Babs and Gerald were a couple for the weekend. Bella hardly slept. When she forced herself downstairs for breakfast, it became clear that she was to be coupled to the man with freckles instead of hair on his head. Another of the failed, fortyish unmasculine bores who was invited here and there as an extra man. His shaven top lip was drawn in as narrowly as a flute player’s. The bottom one was a pale worm. Bella knew almost nothing about men, or their kisses. She had never speculated on their mouths before Gerald had kissed her on the stairs at Hamilton House.
Freckles, in a frog-green hairy suit, helped her to porridge and kidneys and mushrooms and then put on an Inverness cape with a silly round collar and drove with her in the wagonette to the meet, whither Gerald and Babs had long since ridden off in scarlet coat and burgundy riding habit.
At the ball, Bella did dance with other men besides Freckles, but only once with Gerald, who fell over her large feet and made hunting noises. He disappeared before the end of the evening, and Bella heard from another Heck-worth guest over late-night hot chocolate that he had been brought home drunk after running his car into a tree.
Early on Monday morning, Bella walked to the village and sent her telegram.
The chauffeur met her train. ‘Changed your mind about your young man, Miss Bella?’ He took her suitcase and looked at her inqui
sitively. She made some excuse. ‘I was to have the half day off after fetching Mr and Mrs Morley from their luncheon engagement,’ he remarked as they walked to the car. Ordinarily, Bella would have apologized, or at least felt guilty, but she felt nothing at all.
She was unpacking listlessly when the parlourmaid came up to her bedroom.
‘Let me help you.’ Sybil Crocker was out of uniform and inclined to be kind. ‘I’m so sorry, dear,’ she said.
‘About what?’
‘It went wrong, didn’t it? Herbert said you seemed quite upset.’
‘Herbert should mind his own business.’ Not much chance of that when everybody below stairs knew everything. ‘I had a lovely time.’
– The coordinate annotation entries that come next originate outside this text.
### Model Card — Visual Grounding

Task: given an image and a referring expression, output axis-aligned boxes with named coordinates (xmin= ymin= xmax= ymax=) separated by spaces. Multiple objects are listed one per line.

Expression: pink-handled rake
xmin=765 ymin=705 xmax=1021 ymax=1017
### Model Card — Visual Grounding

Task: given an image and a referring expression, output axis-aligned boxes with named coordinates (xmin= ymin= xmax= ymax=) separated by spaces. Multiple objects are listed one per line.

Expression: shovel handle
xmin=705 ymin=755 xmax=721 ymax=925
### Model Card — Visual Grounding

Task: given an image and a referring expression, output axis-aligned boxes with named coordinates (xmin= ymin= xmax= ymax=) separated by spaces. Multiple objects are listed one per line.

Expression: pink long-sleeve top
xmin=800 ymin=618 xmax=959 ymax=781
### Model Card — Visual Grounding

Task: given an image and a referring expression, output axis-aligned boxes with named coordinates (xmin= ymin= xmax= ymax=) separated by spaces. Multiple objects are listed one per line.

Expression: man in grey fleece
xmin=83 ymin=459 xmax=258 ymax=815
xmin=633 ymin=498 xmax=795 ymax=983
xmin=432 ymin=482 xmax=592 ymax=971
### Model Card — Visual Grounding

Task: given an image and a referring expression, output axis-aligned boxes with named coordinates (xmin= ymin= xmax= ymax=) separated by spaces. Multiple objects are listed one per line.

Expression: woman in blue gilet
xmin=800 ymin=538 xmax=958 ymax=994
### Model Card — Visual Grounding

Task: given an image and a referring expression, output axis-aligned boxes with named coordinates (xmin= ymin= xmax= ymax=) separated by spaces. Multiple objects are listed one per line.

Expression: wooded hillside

She kept her voice high and light, but it broke, and Crocker sat down on the bed and held out her arms and said, ‘There now, come to Sybil, that’s right, have a good cry, then.’
Bella did. She spilled out the pain of her thwarted love and hopes, and Crocker understood. She was a friend. It was safe to tell her, although from now on, Bella decided, as she blew her nose and caught sight of her hideous blubbery face in the dressing-table mirror, she would let it be known that Gerald Lazenby had been a passing fancy which she had now dropped.
When Sybil Crocker had gone away with the empty suitcase, Bella went out of the house and across Kensington Park Road and Portobello Road to see Madge at No. 72 Chepstow Villas.
‘Hullo, Bella.’ Flora Bolt opened the front door. ‘How was your country weekend with the Great Lover?’ It was not only the staff at Ladbroke Lodge who knew everything. It was the whole family.
‘Very nice, thank you.’
‘We thought you wasn’t coming back till tomorrow, or they’d have made you go with them to the memorial dinner.’
‘What memorial?’
‘Come on, your own grandfather’s birthday, the great wa-hoo himself, and your father to make a speech.’